The transition point, the no-man’s land, the border crossing, is the act of death. An experience that in the course of human life cannot be avoided, cannot be bargained out of, and cannot even be driven from one’s consciousness. It is the end of one linear time segment, beyond which is dark and non-consciousness. Confrontations with death occur at various intervals and with varying degrees of intensity throughout life, from childhood through one’s productive eyars and on into old age. Even birth as a beginning, as a starting point, implies some kind of finitude. The human awakening to the temporality of the individual and the quest for defence against the panic, confusion and desperation that can arise from this feeling seem to form an axis that runs through Pinkava’s work. In this context Gabriel Marcel has spoken of the ‘axis of spiritual activity’, which in thought articulates freedom and mercy. That is also the source of Pinkava’s ambivalent motif of the youth as the bearer of renewed vitality and also as single instances of the temporary perfection of life that over time is ineluctably destroyed.

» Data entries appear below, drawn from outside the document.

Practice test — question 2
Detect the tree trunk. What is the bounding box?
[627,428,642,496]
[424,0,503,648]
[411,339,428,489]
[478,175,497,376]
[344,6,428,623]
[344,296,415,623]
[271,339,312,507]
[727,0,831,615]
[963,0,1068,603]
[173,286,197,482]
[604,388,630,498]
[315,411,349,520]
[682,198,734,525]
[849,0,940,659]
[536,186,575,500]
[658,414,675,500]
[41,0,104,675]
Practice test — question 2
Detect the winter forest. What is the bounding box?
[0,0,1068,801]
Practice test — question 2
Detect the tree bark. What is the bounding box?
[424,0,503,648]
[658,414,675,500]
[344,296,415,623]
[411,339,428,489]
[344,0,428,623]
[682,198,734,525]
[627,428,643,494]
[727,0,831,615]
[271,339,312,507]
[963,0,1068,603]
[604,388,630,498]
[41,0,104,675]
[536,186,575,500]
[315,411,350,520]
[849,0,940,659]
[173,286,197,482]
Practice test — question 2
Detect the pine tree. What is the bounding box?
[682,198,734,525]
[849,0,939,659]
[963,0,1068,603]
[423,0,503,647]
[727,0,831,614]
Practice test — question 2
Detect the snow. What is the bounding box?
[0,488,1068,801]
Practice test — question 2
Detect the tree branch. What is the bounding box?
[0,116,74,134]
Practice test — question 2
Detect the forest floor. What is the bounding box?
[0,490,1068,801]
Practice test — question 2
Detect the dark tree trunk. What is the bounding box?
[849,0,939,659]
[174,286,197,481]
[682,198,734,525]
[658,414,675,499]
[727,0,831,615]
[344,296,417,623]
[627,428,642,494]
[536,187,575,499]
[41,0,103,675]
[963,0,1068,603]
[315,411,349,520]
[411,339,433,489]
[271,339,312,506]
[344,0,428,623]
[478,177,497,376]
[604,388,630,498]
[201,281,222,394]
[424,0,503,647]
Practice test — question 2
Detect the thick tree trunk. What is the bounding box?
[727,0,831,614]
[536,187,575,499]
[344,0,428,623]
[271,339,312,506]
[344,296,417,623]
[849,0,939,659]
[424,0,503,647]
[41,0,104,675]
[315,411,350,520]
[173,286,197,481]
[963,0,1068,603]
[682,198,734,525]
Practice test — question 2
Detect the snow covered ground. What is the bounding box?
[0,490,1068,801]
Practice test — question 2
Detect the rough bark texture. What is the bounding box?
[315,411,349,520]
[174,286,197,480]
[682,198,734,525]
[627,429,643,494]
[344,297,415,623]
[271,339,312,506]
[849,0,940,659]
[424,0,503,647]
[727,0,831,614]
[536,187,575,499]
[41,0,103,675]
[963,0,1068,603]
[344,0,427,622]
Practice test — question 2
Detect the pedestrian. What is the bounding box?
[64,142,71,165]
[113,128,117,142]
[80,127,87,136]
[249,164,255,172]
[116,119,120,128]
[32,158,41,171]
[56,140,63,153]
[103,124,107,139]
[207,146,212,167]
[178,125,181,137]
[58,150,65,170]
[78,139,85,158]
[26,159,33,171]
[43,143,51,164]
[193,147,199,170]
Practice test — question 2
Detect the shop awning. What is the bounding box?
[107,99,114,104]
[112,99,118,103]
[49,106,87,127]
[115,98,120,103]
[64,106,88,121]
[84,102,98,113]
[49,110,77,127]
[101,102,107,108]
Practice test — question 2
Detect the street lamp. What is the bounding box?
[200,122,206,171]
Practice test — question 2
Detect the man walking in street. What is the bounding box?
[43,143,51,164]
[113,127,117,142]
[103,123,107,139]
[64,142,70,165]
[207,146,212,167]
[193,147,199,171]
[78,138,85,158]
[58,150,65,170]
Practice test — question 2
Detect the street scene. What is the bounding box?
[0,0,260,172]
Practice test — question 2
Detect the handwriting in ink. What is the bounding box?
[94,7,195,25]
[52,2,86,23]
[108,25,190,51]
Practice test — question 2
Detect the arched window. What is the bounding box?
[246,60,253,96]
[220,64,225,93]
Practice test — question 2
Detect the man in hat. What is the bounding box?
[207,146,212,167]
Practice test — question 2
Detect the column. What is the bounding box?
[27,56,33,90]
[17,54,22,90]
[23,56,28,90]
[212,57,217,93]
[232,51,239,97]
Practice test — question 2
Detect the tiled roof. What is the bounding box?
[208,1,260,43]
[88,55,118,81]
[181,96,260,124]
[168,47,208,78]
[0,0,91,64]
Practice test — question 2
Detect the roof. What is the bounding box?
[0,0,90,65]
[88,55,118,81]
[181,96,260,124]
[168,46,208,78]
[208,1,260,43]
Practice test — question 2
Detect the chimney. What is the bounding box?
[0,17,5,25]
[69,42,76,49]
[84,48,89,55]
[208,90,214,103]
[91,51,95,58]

The author named his exhibition in Padua SILENCE, SILENCE, DREAM AND 3 MATRESSES. This is more a code than a poetic illustration of the idea of the exhibition, but it is still informative to the perceptive viewer. Neither silence nor dream can be captured directly, they can only be reconstructed. By finding and formulating a ‘visual analogy’ to them. Three mattresses and a cast shadow are here representatives of objective materiality. This determines the main layout of the exhibition – the relationship between an idea and its physical verification. Reality and fiction are intertwined within the state of sudden awakening. This is where the assumed similarity to ecstasy comes from, which might resemble the transition to another consciousness after death. Compared to earlier photographs of upright figures, here the emphasis is on horizontality. Figures and objects in improvised settings are prostrate. Sometimes they relate to an acknowledged horizon other times they negate it. Expectations associated with the motif of passivity evoke an impression of metaphysical experience. The author transcends material categories linked to objective perception. ‘The idea of some kind of I-territory is in reality a fictitious idea’, writes Gabriel Marcel in his essay ‘Presence and Immortality’. In some way what is captured here is the difference between desire and hope, between the feelings that are aroused by angst about the physical end of human existence. While desire is proprietary and fastens on to the physical world of forms, ‘hope is not egocentric’ (G. Marcel). Objects are imprints of the human present, which is transitory and is replaced by new sources. Even objects themselves age, succumb to time, and are replaced by new ones (here the impermanent material that the author makes significant use of – foam). Their function, however, does not especially change in any way. It is about breaking away from oneself, no longer shadowing oneself. Attempting to ‘exist in the light’, and understanding that objective categories, and therefore finite death, are fiction, as is the opposite of such a statement. The possibility of choice is what is important here. Freedom and mercy. This is the experience that Ivan Pinkava’s exhibition is about.